Why ZF may eclipse Continental during EV shift

Europe

ZF Friedrichshafen is poised to overtake Continental as the supplier rivals navigate fierce headwinds to tackle the disruptive shift to electric and self-driving vehicles.

ZF, which has customers including BMW and Porsche, met its profit-margin target last year amid a double-digit jump in revenue, even as the further fallout from the COVID-19 pandemic and major supply shortages weighed on the industry.

“It was an exceptionally challenging year for our company,” CEO Wolf-Henning Scheider said in an interview at ZF’s headquarters overlooking Lake Constance. “We could have generated more revenue, but growth was held back by headwinds like the chip shortage, rising raw material costs or much higher freight rates.”

Revenue last year rose by at least 10 percent and the operating profit margin was between 4.5 percent to 5.5 percent, Scheider said. The privately held engineering group will report detailed full-year earnings on March 17.

The rise indicates revenue of about 36 billion euros ($40.9 billion) or higher, which would exceed Continental’s targeted sales of as much as 33.5 billion euros for 2021.

Continental lowered its outlook in October and last year separated its powertrain operations.

Tracing its origins back to airship pioneer Ferdinand von Zeppelin, ZF is under pressure to pivot to the electric and self-driving age. The supplier specializes in making high-performance transmissions for upscale combustion cars, a component that risks becoming gradually obsolete in the move to battery-powered vehicles. 

As companies navigate the shift, early radical decisions have been rewarded. U.S. supplier Delphi in 2017 spun off its powertrain business to focus on its autonomous vehicle efforts.

Aptiv now has a market value of nearly $40 billion, while Sweden’s Autoliv in 2018 separated its electronics unit that now trades as Veoneer.

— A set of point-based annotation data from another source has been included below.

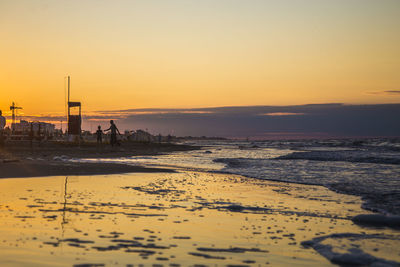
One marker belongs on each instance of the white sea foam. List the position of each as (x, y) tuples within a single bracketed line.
[(369, 168)]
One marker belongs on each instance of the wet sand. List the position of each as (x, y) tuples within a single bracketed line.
[(183, 219), (51, 158), (41, 168)]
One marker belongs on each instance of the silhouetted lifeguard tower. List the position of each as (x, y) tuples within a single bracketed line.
[(14, 110), (74, 115)]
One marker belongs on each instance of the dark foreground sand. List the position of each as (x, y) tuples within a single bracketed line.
[(41, 168), (48, 159)]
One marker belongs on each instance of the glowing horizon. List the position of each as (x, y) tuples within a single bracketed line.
[(197, 54)]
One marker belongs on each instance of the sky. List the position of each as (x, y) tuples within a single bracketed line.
[(185, 54)]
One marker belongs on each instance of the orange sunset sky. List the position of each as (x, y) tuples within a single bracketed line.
[(189, 54)]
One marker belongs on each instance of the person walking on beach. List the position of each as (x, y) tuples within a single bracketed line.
[(113, 128), (2, 125), (99, 134)]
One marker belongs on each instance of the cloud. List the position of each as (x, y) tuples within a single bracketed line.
[(262, 122), (282, 114), (387, 92)]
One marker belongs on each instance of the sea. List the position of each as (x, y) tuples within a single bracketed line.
[(369, 168)]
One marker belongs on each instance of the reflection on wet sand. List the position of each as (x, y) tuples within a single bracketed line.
[(183, 219)]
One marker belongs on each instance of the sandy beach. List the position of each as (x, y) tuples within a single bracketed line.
[(183, 219), (52, 158)]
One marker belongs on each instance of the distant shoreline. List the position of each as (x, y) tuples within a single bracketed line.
[(18, 161)]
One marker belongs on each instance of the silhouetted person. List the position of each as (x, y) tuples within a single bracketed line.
[(99, 134), (113, 128), (2, 125)]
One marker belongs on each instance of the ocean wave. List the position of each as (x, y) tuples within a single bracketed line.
[(377, 184), (345, 155)]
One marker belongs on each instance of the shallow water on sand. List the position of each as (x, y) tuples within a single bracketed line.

In contrast, Continental took until last year to carve out its powertrain business with its share price more than halving since 2018.

ZF catapulted itself into the upper echelons of global automotive suppliers with the $12.9 billion acquisition of TRW Automotive to focus on EV components and safety systems.

In 2020, it bought Wabco Holdings in a $7 billion deal to add commercial-vehicle technology. The company has stopped allocating funds to the development of new combustion-engine technology two years ago.

ZF remains “open toward acquisitions, even if in the next three to four years they might not be on a scale like the Wabco deal,” Scheider said, while divestments are an option too. “We review our portfolio continuously to see if we’re still the best owner for a business unit.”

Incorporating Wabco forced ZF to weigh painful restructuring decisions to cut costs when the COVID-19 pandemic erupted at the same time.

Labor unions warned global headcount might be cut by as many as 15,000 people, roughly 10 percent of the workforce. Management had signaled cutbacks might be needed to reduce the risk of breaching credit covenant agreements.

The talks over headcount reductions and the future of factories have progressed but are not finalized entirely yet, Scheider said, expecting headwinds including the ongoing chip shortage to last for some time.

“New technology like electric mobility, autonomous driving or software offer more revenue potential for ZF than we generate with existing technology,” Scheider said. “Our business in 2030 should be bigger than now.”